Между тем мы пришли к назначенному месту. Французский офицер снял с себя все, кроме рубашки и панталон; О'Брайен последовал его примеру, скинув даже сапоги, и, оставшись в одних носках, стал на траву.
Шпаги были смерены и поданы противникам, которые тотчас же принялись за дело. Признаюсь, страх перехватил мое дыхание, мысль о потере О'Брайена поражала меня горестью и ужасом. Тут только почувствовал я всю цену его дружбы. Я готов был встать на его место и лучше умереть, чем видеть его раненым.
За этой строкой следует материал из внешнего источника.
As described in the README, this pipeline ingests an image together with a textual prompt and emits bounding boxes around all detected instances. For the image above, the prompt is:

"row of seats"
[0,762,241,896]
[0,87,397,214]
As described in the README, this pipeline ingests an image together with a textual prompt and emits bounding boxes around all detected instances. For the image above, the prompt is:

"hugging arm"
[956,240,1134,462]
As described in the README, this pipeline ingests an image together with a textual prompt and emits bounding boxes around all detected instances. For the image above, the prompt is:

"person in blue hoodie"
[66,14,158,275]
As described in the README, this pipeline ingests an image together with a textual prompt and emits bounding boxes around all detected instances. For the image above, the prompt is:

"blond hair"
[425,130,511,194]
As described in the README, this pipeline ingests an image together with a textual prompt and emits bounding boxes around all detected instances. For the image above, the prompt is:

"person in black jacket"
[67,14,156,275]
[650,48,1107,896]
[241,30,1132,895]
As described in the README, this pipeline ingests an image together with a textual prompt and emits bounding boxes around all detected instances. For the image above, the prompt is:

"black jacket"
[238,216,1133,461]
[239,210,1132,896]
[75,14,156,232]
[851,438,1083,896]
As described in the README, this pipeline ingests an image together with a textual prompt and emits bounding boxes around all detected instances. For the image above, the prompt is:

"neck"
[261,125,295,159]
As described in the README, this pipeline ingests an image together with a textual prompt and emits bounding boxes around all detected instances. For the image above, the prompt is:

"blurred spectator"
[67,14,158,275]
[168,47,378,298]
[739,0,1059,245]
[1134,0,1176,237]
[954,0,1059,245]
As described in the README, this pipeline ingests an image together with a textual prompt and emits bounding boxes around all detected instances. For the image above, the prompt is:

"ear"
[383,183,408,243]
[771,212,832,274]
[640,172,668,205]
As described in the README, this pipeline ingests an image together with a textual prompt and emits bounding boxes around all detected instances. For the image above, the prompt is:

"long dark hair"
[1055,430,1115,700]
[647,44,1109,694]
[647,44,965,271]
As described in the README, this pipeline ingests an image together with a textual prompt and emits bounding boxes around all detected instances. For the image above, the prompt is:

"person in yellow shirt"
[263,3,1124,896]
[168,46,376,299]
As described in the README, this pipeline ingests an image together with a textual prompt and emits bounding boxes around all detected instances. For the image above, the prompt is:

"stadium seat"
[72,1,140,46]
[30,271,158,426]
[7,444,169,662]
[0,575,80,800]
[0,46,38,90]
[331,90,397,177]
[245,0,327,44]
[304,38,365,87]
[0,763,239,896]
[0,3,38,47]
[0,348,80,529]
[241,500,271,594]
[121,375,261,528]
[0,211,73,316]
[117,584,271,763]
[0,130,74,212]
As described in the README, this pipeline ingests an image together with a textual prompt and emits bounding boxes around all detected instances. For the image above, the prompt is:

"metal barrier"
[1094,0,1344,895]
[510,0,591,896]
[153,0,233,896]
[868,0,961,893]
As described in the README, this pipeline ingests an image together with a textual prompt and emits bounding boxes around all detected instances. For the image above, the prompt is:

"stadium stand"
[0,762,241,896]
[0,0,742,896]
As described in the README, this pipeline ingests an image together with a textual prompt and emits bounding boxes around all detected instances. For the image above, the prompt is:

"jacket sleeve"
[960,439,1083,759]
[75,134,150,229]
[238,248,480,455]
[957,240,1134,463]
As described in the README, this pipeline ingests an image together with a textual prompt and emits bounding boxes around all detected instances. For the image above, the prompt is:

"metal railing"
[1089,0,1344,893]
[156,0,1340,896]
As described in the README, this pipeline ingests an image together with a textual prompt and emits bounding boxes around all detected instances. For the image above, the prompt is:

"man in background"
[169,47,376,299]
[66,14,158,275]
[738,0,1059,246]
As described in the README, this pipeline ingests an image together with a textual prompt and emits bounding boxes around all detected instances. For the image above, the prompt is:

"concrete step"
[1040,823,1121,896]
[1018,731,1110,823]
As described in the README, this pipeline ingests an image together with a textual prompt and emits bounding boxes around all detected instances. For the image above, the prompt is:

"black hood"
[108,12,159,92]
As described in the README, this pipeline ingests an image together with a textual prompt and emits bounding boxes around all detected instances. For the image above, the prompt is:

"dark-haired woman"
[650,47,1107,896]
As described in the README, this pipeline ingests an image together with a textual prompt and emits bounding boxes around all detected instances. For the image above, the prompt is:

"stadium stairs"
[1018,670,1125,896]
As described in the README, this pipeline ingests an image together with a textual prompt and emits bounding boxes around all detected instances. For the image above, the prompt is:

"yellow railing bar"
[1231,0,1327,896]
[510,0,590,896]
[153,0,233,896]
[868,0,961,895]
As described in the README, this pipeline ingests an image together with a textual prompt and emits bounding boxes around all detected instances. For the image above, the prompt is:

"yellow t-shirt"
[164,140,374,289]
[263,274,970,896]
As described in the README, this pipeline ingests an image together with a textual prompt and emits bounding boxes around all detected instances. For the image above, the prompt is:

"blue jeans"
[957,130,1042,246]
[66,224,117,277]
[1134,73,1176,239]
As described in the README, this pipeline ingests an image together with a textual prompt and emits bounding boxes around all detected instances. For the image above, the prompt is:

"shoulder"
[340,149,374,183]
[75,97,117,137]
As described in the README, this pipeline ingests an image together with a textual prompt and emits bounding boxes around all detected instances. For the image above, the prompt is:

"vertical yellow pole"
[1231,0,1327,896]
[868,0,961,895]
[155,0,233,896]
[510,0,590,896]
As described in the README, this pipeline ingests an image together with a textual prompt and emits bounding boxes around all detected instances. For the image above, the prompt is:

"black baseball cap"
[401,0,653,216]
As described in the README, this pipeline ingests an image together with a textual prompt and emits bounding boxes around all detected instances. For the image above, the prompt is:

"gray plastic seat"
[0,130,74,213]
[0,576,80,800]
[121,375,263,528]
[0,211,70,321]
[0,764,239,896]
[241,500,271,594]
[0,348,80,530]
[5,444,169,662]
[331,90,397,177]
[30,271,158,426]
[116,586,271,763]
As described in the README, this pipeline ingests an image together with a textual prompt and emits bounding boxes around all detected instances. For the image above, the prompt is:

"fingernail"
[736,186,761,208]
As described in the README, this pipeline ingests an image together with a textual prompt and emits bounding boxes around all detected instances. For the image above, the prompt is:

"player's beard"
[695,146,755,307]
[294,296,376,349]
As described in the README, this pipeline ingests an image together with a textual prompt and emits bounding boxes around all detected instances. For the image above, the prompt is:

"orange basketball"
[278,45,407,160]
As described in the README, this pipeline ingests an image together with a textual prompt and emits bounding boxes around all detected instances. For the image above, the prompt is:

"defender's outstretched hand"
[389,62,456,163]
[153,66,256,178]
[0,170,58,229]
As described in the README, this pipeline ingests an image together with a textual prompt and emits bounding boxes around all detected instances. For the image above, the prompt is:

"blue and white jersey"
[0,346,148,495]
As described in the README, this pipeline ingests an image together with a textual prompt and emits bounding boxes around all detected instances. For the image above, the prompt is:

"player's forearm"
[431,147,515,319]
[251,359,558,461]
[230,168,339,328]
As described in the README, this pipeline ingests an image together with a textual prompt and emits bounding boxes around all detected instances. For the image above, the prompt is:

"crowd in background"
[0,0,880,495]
Сначала О'Брайен, в подражание офицеру, принял правильную оборонительную позицию, но ненадолго. Неожиданным прыжком ринулся он на своего противника и, нанося с удивительной быстротой удары острием шпаги, заставил его только парировать удары в ожидании удобного случая для наступательного действия. Наконец, О'Брайен, чувствуя, что долго не продержится, схватил левой рукой шпагу лейтенанта почти около эфеса, направил ее себе под руку и, бросившись вперед, пронзил его насквозь. Все это произошло менее чем в одну минуту; поручик умер спустя полчаса.
Французские офицеры, в самом начале заметившие неопытность О'Брайена в фехтовании, были очень удивлены результатом дуэли. О'Брайен, сорвав клок травы, отер им шпагу, подал ее офицеру, которому она принадлежала, и, поблагодарив майора с прочими офицерами за их беспристрастие, отправился на площадь, где снова присоединился к пленным.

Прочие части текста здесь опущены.